Et si elle avait été moche, cela aurait-il marché également ?
A. B. : Par rapport à ça, je dirais qu’en tant qu’artiste, ce n’est pas vraiment un objectif de travailler sur une mocheté ou, alors, cela dépend du propos. Là, en plus, il y a des paramètres à conserver en tête, car on parle d’un jeu d’action/aventure. Dans un jeu d’action/aventure, le personnage est capable d’évoluer sur les murs, sur les façades d’une manière très agile, il se bastonne beaucoup aussi. Dans Remember Me il y a beaucoup de combats et ces paramètres-là influencent le physique du personnage dans la création artistique. Il faut réfléchir à ça. Elle a besoin d’être véloce, d’être féline, forcément, elle a besoin d’avoir une anatomie athlétique. Et, en général, qui dit anatomie athlétique, dit plutôt plaisant à l’œil, entre guillemets. L’autre paramètre c’est qu’on n’a pas envie de créer de répulsion chez le joueur, ce n’est pas notre objectif. Cela n’avait ni queue ni tête de travailler sur un personnage lambda. On a essayé de lui donner un maximum de caractère, en évitant les poncifs de décolleté abusé.

Une dernière question pour vous, Aleksi. Vous avez dessiné des cartes Magic, dessiné des comics, travaillé avec des géants américains et puis vous avez créé un studio parisien. Est-ce par défi, par passion ?
A. B. : Je pense que la passion est un peu au cœur de tout.
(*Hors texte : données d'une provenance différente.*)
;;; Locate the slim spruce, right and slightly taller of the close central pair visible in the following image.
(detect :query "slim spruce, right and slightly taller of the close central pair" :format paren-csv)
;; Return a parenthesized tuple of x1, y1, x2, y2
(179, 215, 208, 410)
On s’est retrouvés avec mes quatre associés co-fondateurs, il y a Alain qui est arrivé dans la boucle et on avait vraiment envie de faire des choses un peu différenciées. À la base, on n’avait rien, on n’avait pas de fond, on n’avait pas de structure. Il a fallu les trouver et il y avait une part d’utopie, de rêve et tout était tenu par la passion, cette envie de développer notre propre jeu, un jeu sur lequel on aurait envie de travailler, ça c’est super important. Un jeu auquel on aurait envie de jouer, et qui dit jeu de cette envergure, dit structure adéquate. Il y a un boulot énorme qui a été accompli et moi, je ne vais pas dire que j’ai été dépassé ou qu’on a été dépassés, mais par rapport à nos objectifs du début, cela a été beaucoup, beaucoup de travail. Moi, en plus du fait d’avoir accompli le jeu Remember Me, il y a une sorte de fierté que je pense avoir par rapport au studio, à notre créativité, à notre rapport à la passion. Moi, quand j’étais môme, je rêvais quand je voyais des couvertures de bouquins ou des produits anglo-saxons, et ce n’est pas si vieux que ça, car c’était avant l’avènement d’internet et des facilités de communication, et cela me paraissait intouchable. Il y avait également la langue anglaise, que je ne maîtrisais pas bien à l’époque, j’ai fait un petit peu de progrès depuis. Et, bref, c’était quelque chose d’absolument intouchable.

Ensuite, il y a eu pas mal de choses dans l’industrie française vidéoludique, même si c’est le plus gros marché de divertissement au-dessus de la musique et du cinéma, il y a eu plusieurs crises en France. Il y a eu le crash des start-up, moi j’ai travaillé dans plusieurs boites avant et cela s’est effondré. Il y a la fuite des cerveaux et si on veut travailler sur des trucs ambitieux, il n’y a qu’un seul moyen c’est d’aller au Canada ou Los Angeles, ce qui n’est pas complètement que ça, il n’y a pas que ça. Du coup, nous, quelque part, le fait d’avoir conservé le studio à Paris - il y a une part de choix volontaire et réfléchi, car on aurait pu partir à l’étranger -, il y a une sorte de fierté de pouvoir proposer et d’accomplir une alternative intéressante, et pas seulement une petite alternative, mais des jeux hyper ambitieux de manière à dynamiser un peu tout ça.

Merci à Aleksi Briclot et Michel Koch pour leurs réponses et à Capcom pour l'invitation.